Когда пушка пришла на назначенное место, Аристотель приказал затинщику-немцу (обыкновенно немцы исправляли должность артиллеристов) снять ее с передков; потом, прицелясь в городок, установил ее на колоде (станке, или лафете) и велел затинщику всыпать в нее затин и вкатить ядро едва ли не с человечью голову. Народу сказано отойти подалее. Пальник горел уж в руке самого Аристотеля; он готовился положить его на затравку и – остановился. Мрачная дума пробежала по лицу, рука дрогнула. Что, если пушку разорвет?.. Не за себя боится он, нет, а за свое создание, за храм, который с ним погибнет! Он поднял глаза к небу, перекрестился, приложил пальник к пушке – медная пасть послала от себя вспышку дыма, грянул удар. Окрестность повторила его в многочисленных перекатах. Казалось, основания земли поколебались.
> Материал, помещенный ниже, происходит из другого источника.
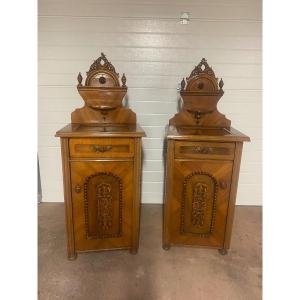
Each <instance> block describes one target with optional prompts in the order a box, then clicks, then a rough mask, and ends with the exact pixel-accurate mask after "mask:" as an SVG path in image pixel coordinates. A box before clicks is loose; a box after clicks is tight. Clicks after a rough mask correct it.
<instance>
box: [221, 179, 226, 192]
mask: <svg viewBox="0 0 300 300" xmlns="http://www.w3.org/2000/svg"><path fill="white" fill-rule="evenodd" d="M220 188H221V189H222V190H225V189H227V182H226V181H223V180H221V181H220Z"/></svg>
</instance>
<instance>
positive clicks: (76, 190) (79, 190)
mask: <svg viewBox="0 0 300 300" xmlns="http://www.w3.org/2000/svg"><path fill="white" fill-rule="evenodd" d="M75 192H76V193H80V192H81V186H80V185H79V184H77V185H76V186H75Z"/></svg>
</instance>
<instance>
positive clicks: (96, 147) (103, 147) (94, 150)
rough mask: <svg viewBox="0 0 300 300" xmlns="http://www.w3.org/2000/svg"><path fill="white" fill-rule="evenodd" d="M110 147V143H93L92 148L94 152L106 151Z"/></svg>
mask: <svg viewBox="0 0 300 300" xmlns="http://www.w3.org/2000/svg"><path fill="white" fill-rule="evenodd" d="M111 149H112V146H111V145H107V146H101V145H93V150H94V151H95V152H106V151H110V150H111Z"/></svg>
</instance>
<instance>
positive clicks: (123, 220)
mask: <svg viewBox="0 0 300 300" xmlns="http://www.w3.org/2000/svg"><path fill="white" fill-rule="evenodd" d="M71 180H72V200H73V219H74V232H75V248H76V250H79V251H80V250H82V251H86V250H97V249H113V248H115V249H116V248H129V247H130V240H131V225H132V223H131V219H132V195H133V193H132V188H133V162H131V161H118V162H113V161H107V162H106V161H101V162H99V161H93V162H71Z"/></svg>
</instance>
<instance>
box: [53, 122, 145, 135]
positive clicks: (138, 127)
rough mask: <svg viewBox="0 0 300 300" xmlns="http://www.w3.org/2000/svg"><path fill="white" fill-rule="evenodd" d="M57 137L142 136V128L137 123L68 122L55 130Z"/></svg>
mask: <svg viewBox="0 0 300 300" xmlns="http://www.w3.org/2000/svg"><path fill="white" fill-rule="evenodd" d="M55 136H57V137H142V136H145V132H144V130H143V129H142V128H141V127H140V126H139V125H138V124H128V125H114V124H112V125H100V124H99V125H87V124H68V125H67V126H65V127H63V128H62V129H61V130H59V131H57V132H56V135H55Z"/></svg>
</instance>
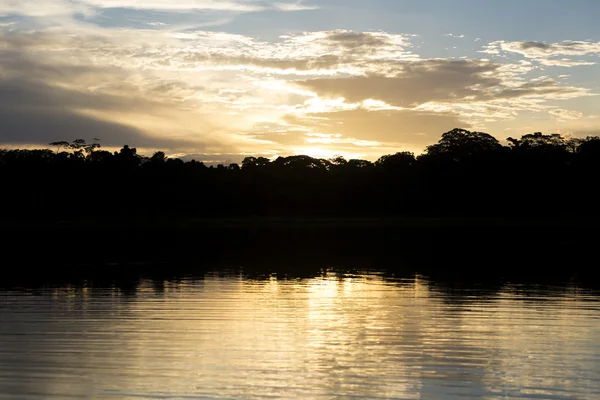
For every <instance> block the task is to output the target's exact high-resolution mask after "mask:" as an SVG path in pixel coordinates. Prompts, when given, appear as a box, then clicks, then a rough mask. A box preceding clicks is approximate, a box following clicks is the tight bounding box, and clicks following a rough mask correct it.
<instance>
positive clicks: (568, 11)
mask: <svg viewBox="0 0 600 400" xmlns="http://www.w3.org/2000/svg"><path fill="white" fill-rule="evenodd" d="M599 12H600V4H599V3H598V2H596V1H592V0H581V1H576V2H568V1H555V2H551V3H550V2H547V1H542V0H531V1H527V2H526V4H523V2H517V1H515V0H511V1H508V2H479V1H474V0H458V1H452V2H448V1H445V0H427V1H423V0H419V1H416V0H407V1H397V0H371V1H359V0H349V1H340V0H306V1H298V0H293V1H291V0H279V1H267V0H264V1H259V0H227V1H210V0H174V1H167V0H152V1H137V0H76V1H73V0H36V1H26V2H24V1H10V0H9V1H0V102H2V107H1V108H0V113H1V118H2V121H3V124H2V126H1V127H0V145H2V147H6V148H14V147H22V148H26V147H32V146H33V147H40V146H44V147H46V146H47V143H48V142H50V141H56V140H67V141H70V140H73V139H76V138H80V137H83V138H84V139H86V140H91V139H92V138H94V137H97V138H100V139H101V143H102V145H103V147H105V148H109V149H110V148H118V147H120V146H122V145H123V144H129V145H131V146H135V147H137V148H138V150H139V151H140V153H151V152H152V151H154V150H156V149H161V150H163V151H165V152H166V153H167V154H169V155H178V156H181V157H183V158H184V159H185V158H187V159H191V158H195V159H196V160H211V161H216V162H219V161H220V162H225V161H229V162H239V161H240V160H241V159H243V158H244V157H245V156H247V155H248V154H252V155H257V156H260V155H263V156H266V157H269V158H273V157H276V156H280V155H281V156H285V155H292V154H306V155H310V156H314V157H324V158H328V157H332V156H334V155H343V156H345V157H347V158H353V157H357V158H364V159H369V160H373V159H377V158H378V157H379V156H380V155H382V154H389V153H393V152H396V151H412V152H416V153H419V152H421V151H422V150H423V149H424V148H425V146H427V145H429V144H433V143H435V142H437V140H438V139H439V137H440V135H441V134H442V133H443V132H446V131H449V130H451V129H453V128H456V127H461V128H465V129H471V130H478V131H485V132H489V133H491V134H493V135H494V136H496V137H497V138H498V139H501V140H502V139H506V138H507V137H509V136H520V135H522V134H526V133H531V132H534V131H543V132H545V133H561V134H562V135H564V136H567V137H569V136H575V137H586V136H589V135H598V133H599V132H600V113H599V112H598V106H599V105H600V103H599V100H598V96H597V95H598V94H599V93H600V82H599V81H598V79H597V76H599V72H600V67H599V66H598V59H599V57H600V33H599V32H600V31H598V29H597V28H596V20H595V18H594V17H593V16H597V15H598V13H599Z"/></svg>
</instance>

Часть народа пала ниц, думая, что по полю катится огромная железная колесница. Еще удар, сильнее, еще, и народ, попривыкший к этому грому, начал вставать и осеняться крестом от напасти молниеносной. Смотрит – городок уж весь в огне. Лишь только Аристотель объявил, что шибать более не будет, громкие восклицания огласили воздух, и художник очутился на руках радостной толпы. В таком торжестве отнесли его к великому князю. Иван Васильевич был вне себя от радости, надел мастеру на шею золотую цепь, поцеловал его в макушку головы и назвал золотоносцем. Народ радовался такому благоволенью к человеку, который отливал колокола для призыва к молитве, лил пушки на голову ворогов и собирался строить дом пречистой.